Saturday, July 25, 2009

FAG Bearings and SKF

FAG Bearings (505790.BO) is the subsidiary of the german Schaeffler group (the group that got into trouble last year for buying Continental). It is also a bearings company, like SKF India. Like SKF, they don't talk - so there is not enough information out there.

FAG and SKF had quite contrasting qtrs. FAG's rev is now growing yoy at low double digits, while SKF is declining at low double digit. This might be because FAG is largely automotive bearings, which might have seen a revival with the revival of domestic auto industry. SKF, on the other hand, is also heavily in industrial bearings, which are still to revive. QoQ, SKF is seeing growth, but still not yoy.

However, the story at margins is completely different. SKF's margins have bounced back - this qtr EBITDA margins are at 13%, up from 8% in CY1Q09. FAG margins, on the other hand, have declined from 19% in CY1Q09 to 15% in 2Q. FAG's margins have always been much higher than SKF historically - FAG has been in high teens, while SKF has been in low teens.

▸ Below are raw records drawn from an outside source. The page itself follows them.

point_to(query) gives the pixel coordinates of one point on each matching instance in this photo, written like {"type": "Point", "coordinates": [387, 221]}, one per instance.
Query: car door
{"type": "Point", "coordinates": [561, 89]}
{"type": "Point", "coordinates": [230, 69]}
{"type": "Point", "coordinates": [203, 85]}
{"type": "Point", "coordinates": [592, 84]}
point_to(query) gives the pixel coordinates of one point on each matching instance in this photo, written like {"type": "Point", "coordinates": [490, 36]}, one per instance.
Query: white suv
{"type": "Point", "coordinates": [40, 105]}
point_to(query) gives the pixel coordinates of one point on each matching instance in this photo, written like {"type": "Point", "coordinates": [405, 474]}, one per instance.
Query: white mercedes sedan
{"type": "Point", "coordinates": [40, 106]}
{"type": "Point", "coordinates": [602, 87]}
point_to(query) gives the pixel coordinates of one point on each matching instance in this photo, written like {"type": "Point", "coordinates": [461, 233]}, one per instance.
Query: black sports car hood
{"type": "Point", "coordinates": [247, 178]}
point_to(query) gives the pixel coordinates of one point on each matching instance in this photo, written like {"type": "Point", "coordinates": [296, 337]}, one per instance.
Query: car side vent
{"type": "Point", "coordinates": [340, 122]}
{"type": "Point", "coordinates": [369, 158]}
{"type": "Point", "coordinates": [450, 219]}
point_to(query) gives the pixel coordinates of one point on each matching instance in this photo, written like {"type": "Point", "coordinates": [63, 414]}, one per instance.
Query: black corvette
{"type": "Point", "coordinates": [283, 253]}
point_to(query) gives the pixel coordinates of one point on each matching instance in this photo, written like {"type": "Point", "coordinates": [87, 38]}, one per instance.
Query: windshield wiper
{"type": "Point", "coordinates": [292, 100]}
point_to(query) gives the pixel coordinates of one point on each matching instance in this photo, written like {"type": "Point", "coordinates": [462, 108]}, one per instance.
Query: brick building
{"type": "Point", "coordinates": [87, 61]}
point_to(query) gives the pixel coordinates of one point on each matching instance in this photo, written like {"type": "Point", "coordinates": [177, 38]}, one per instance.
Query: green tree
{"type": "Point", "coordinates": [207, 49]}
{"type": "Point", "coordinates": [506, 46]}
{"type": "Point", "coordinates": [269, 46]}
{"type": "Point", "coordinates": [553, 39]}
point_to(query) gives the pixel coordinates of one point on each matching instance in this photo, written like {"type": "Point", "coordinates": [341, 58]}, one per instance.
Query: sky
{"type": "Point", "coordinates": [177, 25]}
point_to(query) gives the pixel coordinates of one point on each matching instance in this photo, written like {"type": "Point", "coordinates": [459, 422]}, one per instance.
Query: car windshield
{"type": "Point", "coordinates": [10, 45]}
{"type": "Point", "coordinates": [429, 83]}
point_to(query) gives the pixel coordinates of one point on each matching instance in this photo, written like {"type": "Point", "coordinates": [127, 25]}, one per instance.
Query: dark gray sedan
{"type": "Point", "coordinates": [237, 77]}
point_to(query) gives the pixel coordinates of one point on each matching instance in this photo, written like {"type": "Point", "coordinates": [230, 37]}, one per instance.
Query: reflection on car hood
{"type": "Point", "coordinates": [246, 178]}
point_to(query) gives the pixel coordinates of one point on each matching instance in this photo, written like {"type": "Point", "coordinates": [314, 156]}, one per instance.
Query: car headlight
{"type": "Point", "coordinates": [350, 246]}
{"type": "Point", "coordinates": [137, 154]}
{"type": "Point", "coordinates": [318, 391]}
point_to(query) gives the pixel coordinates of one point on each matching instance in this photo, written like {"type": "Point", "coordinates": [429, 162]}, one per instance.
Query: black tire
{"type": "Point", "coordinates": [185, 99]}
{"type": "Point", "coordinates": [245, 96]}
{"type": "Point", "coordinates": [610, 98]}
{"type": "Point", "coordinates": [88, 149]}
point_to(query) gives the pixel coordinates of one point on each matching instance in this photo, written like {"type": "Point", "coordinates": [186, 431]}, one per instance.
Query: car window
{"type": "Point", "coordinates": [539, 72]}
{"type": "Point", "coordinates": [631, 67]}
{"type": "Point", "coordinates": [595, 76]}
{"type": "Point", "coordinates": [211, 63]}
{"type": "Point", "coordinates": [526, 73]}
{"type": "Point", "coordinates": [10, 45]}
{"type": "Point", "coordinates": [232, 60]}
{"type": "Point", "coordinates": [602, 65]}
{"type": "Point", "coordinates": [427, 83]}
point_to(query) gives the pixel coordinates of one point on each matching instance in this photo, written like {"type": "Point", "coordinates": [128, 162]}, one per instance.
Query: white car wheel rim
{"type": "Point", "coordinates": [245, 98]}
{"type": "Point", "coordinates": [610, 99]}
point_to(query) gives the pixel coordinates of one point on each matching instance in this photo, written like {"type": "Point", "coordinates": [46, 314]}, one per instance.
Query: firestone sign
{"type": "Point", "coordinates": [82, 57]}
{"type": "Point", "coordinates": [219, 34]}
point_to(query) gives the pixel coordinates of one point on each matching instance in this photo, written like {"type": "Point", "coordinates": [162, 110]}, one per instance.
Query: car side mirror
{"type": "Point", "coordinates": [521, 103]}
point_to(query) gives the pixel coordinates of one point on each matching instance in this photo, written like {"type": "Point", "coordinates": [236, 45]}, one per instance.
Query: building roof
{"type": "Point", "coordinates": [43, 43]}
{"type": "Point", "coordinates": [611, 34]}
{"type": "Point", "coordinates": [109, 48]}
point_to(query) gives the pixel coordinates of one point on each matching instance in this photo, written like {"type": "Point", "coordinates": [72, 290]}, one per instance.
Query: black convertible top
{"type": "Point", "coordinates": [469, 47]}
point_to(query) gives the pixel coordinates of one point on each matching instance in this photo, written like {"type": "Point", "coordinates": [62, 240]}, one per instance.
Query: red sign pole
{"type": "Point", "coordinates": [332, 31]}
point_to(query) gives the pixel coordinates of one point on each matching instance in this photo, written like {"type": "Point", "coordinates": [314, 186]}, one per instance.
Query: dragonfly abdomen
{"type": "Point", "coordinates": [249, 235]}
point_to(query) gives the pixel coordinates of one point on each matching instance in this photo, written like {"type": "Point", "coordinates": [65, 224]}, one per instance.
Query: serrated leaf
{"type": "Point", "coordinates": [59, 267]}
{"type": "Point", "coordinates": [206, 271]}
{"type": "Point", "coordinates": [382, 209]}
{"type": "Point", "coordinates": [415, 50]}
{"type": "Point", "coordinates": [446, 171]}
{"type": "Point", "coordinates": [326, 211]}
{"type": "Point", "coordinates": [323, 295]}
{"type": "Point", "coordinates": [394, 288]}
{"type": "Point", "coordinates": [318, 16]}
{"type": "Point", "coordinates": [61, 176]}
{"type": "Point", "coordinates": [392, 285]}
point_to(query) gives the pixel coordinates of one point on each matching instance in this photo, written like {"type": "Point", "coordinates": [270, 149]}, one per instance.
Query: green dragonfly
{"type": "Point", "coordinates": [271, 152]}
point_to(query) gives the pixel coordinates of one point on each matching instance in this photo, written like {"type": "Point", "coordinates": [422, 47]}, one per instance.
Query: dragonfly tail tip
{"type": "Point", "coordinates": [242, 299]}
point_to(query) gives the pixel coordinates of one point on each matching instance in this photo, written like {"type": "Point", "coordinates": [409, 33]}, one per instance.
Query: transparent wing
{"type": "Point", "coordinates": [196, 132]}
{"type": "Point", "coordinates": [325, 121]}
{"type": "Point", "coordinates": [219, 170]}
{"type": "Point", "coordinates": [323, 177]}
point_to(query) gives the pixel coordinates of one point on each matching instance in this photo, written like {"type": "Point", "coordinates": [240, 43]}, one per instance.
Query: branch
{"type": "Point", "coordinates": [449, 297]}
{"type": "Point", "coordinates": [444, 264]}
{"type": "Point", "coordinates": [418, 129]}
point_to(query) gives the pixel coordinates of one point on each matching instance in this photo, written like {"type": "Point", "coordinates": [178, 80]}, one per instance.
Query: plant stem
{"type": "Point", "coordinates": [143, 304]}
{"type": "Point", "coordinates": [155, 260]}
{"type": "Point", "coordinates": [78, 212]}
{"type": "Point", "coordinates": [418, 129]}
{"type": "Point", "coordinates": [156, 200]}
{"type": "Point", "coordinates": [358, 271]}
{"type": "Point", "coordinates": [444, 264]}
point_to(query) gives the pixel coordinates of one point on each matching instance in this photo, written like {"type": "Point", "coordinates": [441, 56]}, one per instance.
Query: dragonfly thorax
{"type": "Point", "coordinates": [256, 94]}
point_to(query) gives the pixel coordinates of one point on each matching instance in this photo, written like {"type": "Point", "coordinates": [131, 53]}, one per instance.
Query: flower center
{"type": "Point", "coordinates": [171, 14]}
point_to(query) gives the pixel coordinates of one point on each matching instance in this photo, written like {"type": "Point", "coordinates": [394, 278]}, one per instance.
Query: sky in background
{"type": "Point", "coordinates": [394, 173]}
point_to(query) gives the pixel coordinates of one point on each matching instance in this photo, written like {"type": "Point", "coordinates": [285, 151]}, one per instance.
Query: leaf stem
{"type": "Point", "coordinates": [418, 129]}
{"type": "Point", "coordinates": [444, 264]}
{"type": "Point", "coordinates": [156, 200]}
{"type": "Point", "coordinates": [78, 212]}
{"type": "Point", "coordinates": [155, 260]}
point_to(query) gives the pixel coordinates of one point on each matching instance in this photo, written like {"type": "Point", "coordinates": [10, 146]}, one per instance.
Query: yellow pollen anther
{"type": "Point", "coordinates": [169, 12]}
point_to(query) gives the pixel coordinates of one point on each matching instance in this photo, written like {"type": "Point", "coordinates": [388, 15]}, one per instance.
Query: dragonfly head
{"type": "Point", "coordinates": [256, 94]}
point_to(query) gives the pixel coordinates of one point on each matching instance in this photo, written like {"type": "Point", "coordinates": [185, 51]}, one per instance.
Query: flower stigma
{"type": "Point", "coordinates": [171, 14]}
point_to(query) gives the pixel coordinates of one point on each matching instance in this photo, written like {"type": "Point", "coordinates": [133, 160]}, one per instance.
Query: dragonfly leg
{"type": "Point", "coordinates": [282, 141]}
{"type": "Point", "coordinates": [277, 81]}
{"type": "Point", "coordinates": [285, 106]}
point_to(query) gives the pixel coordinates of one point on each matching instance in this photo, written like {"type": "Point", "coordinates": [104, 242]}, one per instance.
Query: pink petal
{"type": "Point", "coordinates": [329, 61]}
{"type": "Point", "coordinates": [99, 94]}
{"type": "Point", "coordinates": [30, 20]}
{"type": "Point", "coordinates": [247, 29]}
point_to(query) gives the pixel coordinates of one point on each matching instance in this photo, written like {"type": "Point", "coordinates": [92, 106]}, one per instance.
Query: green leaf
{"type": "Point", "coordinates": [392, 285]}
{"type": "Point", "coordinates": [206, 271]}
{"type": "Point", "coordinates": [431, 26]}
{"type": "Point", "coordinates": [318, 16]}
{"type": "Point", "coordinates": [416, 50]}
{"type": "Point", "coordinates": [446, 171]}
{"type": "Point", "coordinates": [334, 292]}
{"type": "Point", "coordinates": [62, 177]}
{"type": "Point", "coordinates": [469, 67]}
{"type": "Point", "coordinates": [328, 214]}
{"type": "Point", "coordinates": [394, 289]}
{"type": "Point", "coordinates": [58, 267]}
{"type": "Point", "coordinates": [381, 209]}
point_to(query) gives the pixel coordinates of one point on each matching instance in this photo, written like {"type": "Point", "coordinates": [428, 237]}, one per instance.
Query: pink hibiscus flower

Considering both these companies import a lot of what they sell in India, one could have expected margin expansion in 2Q as rupee has appreciated from 1Q to 2Q. That has happened for SKF, not FAG.

FAG is trading at 10x PE on 2Q margins of 15%. If the margins bounce back to high teens (Maruti, Bajaj and Hero Honda are all now making tons of money, so their suppliers should also benefit), it is trading at 8x PE. That doesn't mean that stock will go up - it can easily trade at 5x PE too, like it was not that long ago.

From a little bit of what I have read, it seems like bearings is not a commodity industry. Auto manafucturing is an intensely competitive industry - anybody can make a car. But there are only a few big companies in the world that can make bearings.

The big question with SKF and FAG India is not about their long-term top-line growth prospects. It is about margins, and specifically this - how much money will their parent companies let their Indian subsidiaries make? The Indian subsidiaries import from 100% owned subsidiaries of the parent companies, so there is a transfer pricing issue. As a minority shareholder in the Indian subsidiary, we can get beaten over.

Still, I have gone ahead and purchased FAG. So far, the parent company has played fair. Now the parent company has a huge debt load and might play unfair. But FAG India makes only $20mn of profit every year. Playing unfair here won't make any dent in Schaeffler's billions of debt. I plan to hold this for some time, but it is a risky bet.